Nathan Grigg

Artisanal Web Server

I was playing around with IPv6 on the VPS that hosts this blog when I realized that, at least over IPv6, I no longer need virtual hosts.

In the old, old days, a “host” was a physical computer name, mapped to an IP address by DNS. As HTTP spread, it made sense to host multiple websites on the same machine, so browsers were required to send the “Host” header to tell the server what site they were looking for. Now a single server could do something different in response to www.example.com vs example.com.

Today, the vast majority of the web is served through a Content Delivery Network (CDN) such as Cloudflare, where millions of sites are assigned to the same IP address, and the Host header is used to route the request through the CDN to see if there is a cached version, falling back to the “origin” server if not. At that point, the origin server is likely serving a dozen or more sites, and it again looks at the Host header to actually figure out what content to return.

In an nginx config on the origin server, this might look like this:

server {
    listen 80;
    listen [::]:80;
    server_name example.com;
    ...
}

This says “use the following settings if you get any request on IPv4 port 80, or IPv6 port 80, as long as the host matches example.com.”

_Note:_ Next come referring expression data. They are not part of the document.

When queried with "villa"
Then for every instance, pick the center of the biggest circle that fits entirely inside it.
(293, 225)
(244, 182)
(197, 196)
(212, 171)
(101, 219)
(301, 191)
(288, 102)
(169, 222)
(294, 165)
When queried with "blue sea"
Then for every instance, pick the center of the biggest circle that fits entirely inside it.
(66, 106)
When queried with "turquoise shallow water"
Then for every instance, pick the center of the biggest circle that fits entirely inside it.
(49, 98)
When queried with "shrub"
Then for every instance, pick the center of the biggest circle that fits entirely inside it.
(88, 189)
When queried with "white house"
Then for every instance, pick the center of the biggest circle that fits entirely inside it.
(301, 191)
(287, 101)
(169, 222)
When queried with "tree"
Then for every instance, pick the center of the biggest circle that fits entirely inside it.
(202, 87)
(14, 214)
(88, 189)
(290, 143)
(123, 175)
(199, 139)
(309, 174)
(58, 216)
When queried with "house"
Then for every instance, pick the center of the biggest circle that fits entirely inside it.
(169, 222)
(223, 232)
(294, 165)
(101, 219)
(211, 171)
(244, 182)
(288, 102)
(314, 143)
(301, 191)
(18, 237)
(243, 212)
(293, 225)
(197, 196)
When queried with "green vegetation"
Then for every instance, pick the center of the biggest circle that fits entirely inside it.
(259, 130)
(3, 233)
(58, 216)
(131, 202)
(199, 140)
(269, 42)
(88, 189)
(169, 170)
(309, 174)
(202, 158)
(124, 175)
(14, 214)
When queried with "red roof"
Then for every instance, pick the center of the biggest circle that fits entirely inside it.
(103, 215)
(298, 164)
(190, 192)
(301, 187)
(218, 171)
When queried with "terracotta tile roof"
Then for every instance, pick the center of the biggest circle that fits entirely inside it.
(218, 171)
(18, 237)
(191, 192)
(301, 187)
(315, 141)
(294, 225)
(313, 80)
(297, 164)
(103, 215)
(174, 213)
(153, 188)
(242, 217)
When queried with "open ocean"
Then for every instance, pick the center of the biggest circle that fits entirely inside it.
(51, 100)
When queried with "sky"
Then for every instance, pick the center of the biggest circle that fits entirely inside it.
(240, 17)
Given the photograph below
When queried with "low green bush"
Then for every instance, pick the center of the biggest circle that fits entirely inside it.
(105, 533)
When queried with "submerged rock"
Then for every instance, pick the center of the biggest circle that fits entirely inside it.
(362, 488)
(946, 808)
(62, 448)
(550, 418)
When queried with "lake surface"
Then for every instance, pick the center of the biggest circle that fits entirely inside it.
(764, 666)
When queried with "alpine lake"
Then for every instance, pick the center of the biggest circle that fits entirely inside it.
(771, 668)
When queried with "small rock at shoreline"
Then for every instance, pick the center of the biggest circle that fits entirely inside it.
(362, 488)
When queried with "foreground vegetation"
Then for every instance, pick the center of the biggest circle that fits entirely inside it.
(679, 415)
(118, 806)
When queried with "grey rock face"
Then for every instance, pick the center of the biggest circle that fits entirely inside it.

The server that hosts this blog hosts a dozen others, many of which are just redirects like www.nathangrigg.com -> nathangrigg.com. Until today, these all used the same IP address, with an nginx config to route the different virtual hosts to different sites on the same server.

While I wouldn’t want to pay for that many IPv4 addresses, which typically cost a couple dollars each per month, IPv6 addresses are plentiful. My host will give me, at no charge, a “/64 block”, meaning a 64-bit prefix for which I can use every address contaning that prefix. Since IPv6 address are 128 bits long, that is 2^64 possible addresses to use.

So I added a startup script on my server that runs

ip -6 addr add 2a01:7e03:e001:1ac::1/64 dev eth0
ip -6 addr add 2a01:7e03:e001:1ac::2/64 dev eth0
...

(That is my assigned 64-bit prefix in four groups of 16, and the double colon means “a bunch of zeroes”.)

Then I updated my DNS entries to map each domain to a different IP address, and updated my server block to say

server {
    listen [2a01:7e03:e001:1ac::1]:80
    ...
}

(I had to keep a separate server block with virtual hosts for the IPv4-based routing.)

Now, over IPv6, nginx uses the incoming address rather than the host name to decide what to serve.

Is it better? Probably not. But it lets me pretend like I have a different computer for each little website.

If you want to see it in action, try curl -vIL6 www.nathangrigg.com, and you can watch the procession from www-port-80 to www-port-443 to bare nathangrigg.com. (v for verbose, I for headers only, L to follow redirects, and 6 to force IPv6. If it fails for you, you may have to remove the 6 and watch the boring IPv4 version, where the IP address is the same for every request.)